Editorial for DMOPC '21 Contest 10 P6 - Median Replace

Remember to use this editorial only when stuck, and not to copy-paste code from it. Please be respectful to the problem author and editorialist.
Submitting an official solution before solving the problem yourself is a bannable offence.

Author: zhouzixiang2004

Subtask 1

Hint 1

Characterize all the sequences of operations that contribute to the answer.

Hint 2

The answer to (1) is always $1$ if $N$ is odd and always $2$ if $N$ is even.

Hint 3

Even $N$ are equivalent to concatenating two odd-length arrays. Thus, focus on solving odd $N$ (the below hints only consider the odd $N$ case).

Hint 4

Whenever we perform an operation, we form a "block" of $\ge 2$ consecutive equal elements. If we ever form more than $1$ block of $\ge 2$ consecutive equal elements, it is impossible to ever "merge" them.

Hint 5

We must start a block (say, with median $m$ ) somewhere in the middle of the array, then repeatedly extend it to the left or the right. This extending is only possible if there are an equal number of elements less than $m$ and greater than $m$ .

For example, for $[1,4,5,7,6,2,3]$ , we can start a block like $[4,4,4,7,6,2,3]$ and then extend it to $[4,4,4,4,4,4,4]$ (by choosing $[l,r] = [3,7]$ ) because $7$ and $6$ are greater than $4$ while $2$ and $3$ are less than $4$ .

Hint 6

The initial block must contain the median of the entire array, say $m$ .

Hint 7

Consider a new array $b$ where $b_i = -1$ if $a_i < m$ , $b_i = 0$ if $a_i = m$ , and $b_i = 1$ if $a_i > m$ . The answer to (2) depends on the number of prefix sums before the position of $m$ in $a$ that are $0$ , as well as the number of prefix sums after the position of $m$ in $a$ that are $0$ . The answer to (3) can be calculated by a binomial coefficient.

Solution

The first step is to characterize all the sequences of operations that contribute to the answer. It turns out that for odd $N$ , these sequences are as follows:

Let $m$ be the median of the array, and define $b_i = -1$ if $a_i < m$ , $b_i = 0$ if $a_i = m$ , and $b_i = 1$ if $a_i > m$ for $1 \le i \le N$ . Let's draw a "separator" at positions where the prefix sum of $b$ is $0$ . For example, 1 4 5 7 6 2 3 becomes |1 4 5|7 6 2 3| and 2 7 1 4 5 6 3 becomes |2 7|1 4 5|6 3|. Then the first operation must "fill" the subarray containing the median $m$ (e.g. |2 7|1 4 5|6 3| becomes |2 7|4 4 4|6 3|), unless this subarray only contains $m$ (e.g. |2 7|4|1 5|6 3|), in which case we already start extending to the left or the right as described next. Then, we repeatedly extend this block to the left or the right until we hit the next separator.

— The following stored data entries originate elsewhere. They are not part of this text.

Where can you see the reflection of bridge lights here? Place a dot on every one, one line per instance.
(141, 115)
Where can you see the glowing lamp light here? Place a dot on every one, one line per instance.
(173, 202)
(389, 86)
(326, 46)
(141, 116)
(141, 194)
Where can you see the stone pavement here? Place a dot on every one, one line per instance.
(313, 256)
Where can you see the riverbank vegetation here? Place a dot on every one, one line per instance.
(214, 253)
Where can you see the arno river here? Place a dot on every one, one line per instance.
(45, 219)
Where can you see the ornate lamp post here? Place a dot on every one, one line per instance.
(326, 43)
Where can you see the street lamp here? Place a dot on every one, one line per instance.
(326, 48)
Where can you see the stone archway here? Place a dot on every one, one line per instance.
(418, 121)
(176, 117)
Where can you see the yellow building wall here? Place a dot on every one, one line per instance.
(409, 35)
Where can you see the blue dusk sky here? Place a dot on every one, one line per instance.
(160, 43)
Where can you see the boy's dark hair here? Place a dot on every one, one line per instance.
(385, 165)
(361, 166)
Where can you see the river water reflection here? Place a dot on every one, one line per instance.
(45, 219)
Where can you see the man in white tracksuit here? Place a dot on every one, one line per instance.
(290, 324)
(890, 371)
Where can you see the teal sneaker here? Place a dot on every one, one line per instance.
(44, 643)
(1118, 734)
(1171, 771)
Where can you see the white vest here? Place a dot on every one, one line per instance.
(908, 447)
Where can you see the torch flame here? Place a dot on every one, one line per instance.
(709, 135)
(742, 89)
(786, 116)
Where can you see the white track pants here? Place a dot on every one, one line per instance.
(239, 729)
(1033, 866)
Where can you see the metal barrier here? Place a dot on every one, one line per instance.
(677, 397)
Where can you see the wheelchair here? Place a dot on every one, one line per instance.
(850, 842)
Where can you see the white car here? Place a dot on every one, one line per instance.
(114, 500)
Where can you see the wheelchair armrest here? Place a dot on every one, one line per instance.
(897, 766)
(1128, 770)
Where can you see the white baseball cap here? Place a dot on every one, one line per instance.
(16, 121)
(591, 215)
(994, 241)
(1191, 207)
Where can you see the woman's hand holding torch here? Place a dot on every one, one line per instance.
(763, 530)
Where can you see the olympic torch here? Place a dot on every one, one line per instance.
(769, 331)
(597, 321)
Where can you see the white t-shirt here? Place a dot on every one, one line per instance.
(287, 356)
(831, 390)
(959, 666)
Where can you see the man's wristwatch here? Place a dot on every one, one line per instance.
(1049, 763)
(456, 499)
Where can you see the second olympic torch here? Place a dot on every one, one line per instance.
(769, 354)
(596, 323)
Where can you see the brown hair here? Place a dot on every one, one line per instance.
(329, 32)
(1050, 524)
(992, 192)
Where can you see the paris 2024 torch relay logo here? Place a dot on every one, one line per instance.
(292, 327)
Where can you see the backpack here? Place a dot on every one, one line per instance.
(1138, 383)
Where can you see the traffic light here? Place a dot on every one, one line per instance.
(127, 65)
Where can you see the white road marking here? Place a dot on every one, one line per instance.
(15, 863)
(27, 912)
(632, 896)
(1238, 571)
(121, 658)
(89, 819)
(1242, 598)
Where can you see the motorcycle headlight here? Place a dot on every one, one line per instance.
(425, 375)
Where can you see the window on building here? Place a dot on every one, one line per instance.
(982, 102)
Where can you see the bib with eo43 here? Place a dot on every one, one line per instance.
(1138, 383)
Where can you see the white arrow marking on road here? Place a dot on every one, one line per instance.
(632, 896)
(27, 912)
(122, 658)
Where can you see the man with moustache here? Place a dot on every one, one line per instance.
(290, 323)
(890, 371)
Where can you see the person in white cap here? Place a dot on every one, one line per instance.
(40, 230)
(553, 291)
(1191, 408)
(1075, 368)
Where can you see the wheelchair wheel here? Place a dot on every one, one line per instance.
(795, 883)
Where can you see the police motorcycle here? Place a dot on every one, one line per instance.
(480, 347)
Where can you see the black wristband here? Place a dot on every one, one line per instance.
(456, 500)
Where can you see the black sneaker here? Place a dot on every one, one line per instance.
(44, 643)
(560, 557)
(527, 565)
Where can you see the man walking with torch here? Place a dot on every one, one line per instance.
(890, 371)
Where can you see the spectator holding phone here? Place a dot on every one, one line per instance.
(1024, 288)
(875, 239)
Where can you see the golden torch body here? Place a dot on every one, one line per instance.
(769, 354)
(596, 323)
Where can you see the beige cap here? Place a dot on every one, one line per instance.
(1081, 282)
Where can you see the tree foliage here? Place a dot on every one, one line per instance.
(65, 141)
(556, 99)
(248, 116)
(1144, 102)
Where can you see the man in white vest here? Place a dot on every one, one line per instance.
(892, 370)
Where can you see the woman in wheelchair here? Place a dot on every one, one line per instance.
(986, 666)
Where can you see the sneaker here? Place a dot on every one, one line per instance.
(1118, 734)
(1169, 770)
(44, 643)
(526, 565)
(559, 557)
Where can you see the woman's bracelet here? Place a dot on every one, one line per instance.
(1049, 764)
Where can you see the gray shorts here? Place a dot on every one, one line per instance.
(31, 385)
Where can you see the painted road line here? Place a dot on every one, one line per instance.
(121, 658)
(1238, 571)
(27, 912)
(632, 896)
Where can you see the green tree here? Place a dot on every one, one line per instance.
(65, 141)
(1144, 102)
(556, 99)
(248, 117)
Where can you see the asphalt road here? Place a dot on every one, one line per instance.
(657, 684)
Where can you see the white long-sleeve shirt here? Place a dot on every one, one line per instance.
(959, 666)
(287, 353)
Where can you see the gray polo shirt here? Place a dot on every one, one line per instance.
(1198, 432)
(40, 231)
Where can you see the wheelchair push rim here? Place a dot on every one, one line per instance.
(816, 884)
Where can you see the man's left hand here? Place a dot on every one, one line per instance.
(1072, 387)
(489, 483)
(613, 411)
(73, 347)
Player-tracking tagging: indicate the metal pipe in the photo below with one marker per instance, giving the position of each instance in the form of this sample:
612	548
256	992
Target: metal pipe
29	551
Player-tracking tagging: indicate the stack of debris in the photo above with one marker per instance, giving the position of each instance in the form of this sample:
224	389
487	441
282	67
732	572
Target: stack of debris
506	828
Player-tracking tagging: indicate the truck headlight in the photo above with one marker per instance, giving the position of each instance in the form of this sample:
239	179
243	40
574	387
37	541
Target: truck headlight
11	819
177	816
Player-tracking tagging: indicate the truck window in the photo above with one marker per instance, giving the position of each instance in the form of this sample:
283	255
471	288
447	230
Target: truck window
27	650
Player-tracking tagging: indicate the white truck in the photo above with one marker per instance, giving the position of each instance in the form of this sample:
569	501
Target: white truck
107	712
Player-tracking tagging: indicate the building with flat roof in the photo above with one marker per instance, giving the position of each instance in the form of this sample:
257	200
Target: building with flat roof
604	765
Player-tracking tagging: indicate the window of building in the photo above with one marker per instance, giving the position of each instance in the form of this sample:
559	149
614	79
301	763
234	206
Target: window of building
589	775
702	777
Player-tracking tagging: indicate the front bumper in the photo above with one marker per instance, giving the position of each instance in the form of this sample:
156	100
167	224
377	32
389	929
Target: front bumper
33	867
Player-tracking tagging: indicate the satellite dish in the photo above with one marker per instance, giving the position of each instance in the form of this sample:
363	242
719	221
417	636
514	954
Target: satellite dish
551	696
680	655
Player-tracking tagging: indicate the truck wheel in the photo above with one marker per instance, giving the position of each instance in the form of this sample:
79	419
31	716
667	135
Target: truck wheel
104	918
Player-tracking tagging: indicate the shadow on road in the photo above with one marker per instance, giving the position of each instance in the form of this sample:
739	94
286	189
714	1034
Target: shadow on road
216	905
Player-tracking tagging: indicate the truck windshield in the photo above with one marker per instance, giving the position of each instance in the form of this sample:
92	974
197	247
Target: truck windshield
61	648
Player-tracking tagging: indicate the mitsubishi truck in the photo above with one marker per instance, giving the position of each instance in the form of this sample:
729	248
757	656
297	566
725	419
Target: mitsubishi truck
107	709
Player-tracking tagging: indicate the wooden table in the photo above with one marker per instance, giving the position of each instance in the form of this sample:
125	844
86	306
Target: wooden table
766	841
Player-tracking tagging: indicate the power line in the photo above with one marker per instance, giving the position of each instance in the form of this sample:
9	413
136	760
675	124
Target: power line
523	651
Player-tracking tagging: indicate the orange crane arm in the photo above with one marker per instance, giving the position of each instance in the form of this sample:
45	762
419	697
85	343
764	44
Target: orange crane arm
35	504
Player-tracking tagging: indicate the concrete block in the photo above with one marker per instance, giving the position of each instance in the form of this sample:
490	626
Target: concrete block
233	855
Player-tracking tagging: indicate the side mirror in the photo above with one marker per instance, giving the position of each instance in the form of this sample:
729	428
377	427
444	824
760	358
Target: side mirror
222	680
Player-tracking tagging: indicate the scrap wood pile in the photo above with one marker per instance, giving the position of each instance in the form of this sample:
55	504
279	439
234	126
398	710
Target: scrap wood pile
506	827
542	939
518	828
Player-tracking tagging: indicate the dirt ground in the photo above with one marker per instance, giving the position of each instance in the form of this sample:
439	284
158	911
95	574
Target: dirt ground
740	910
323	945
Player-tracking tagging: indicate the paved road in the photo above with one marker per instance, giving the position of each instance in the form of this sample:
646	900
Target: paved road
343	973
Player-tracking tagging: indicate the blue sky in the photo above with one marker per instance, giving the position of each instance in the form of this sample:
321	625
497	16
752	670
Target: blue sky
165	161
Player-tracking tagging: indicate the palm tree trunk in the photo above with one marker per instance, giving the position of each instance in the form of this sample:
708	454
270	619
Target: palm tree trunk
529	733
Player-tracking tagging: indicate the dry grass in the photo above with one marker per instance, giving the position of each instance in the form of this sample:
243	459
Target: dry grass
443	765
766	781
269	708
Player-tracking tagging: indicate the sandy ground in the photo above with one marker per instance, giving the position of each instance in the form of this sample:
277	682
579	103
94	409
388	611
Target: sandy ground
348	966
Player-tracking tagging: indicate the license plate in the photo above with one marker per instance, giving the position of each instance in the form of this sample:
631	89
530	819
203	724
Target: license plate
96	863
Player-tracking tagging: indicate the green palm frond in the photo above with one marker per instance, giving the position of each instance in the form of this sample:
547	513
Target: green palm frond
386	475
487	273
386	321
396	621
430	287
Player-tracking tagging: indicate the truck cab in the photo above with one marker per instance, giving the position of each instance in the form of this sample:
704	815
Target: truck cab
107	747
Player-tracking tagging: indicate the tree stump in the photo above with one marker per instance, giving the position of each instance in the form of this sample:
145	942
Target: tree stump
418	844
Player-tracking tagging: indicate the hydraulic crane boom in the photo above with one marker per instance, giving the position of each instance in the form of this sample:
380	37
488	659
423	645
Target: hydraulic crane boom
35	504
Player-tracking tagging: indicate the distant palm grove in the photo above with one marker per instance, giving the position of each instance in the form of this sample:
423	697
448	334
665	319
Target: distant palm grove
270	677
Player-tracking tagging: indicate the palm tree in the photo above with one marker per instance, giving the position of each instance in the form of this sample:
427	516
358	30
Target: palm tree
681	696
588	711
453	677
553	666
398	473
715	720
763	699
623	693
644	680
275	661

If there are $a$ separators to the left of $m$ and $b$ separators to the right of $m$ , the number of operations is $a+b-2$ if $m$ is in a single element subarray and $a+b-1$ otherwise. The number of ways to perform these operations is the number of ways to arrange $a-1$ "left" instructions and $b-1$ "right" instructions, which is $\binom{a+b-2}{a-1}$ . This allows us to solve odd $N$ in $\mathcal{O}(N)$ (using a linear time median algorithm) or $\mathcal{O}(N \log N)$ time (using sorting to find the median).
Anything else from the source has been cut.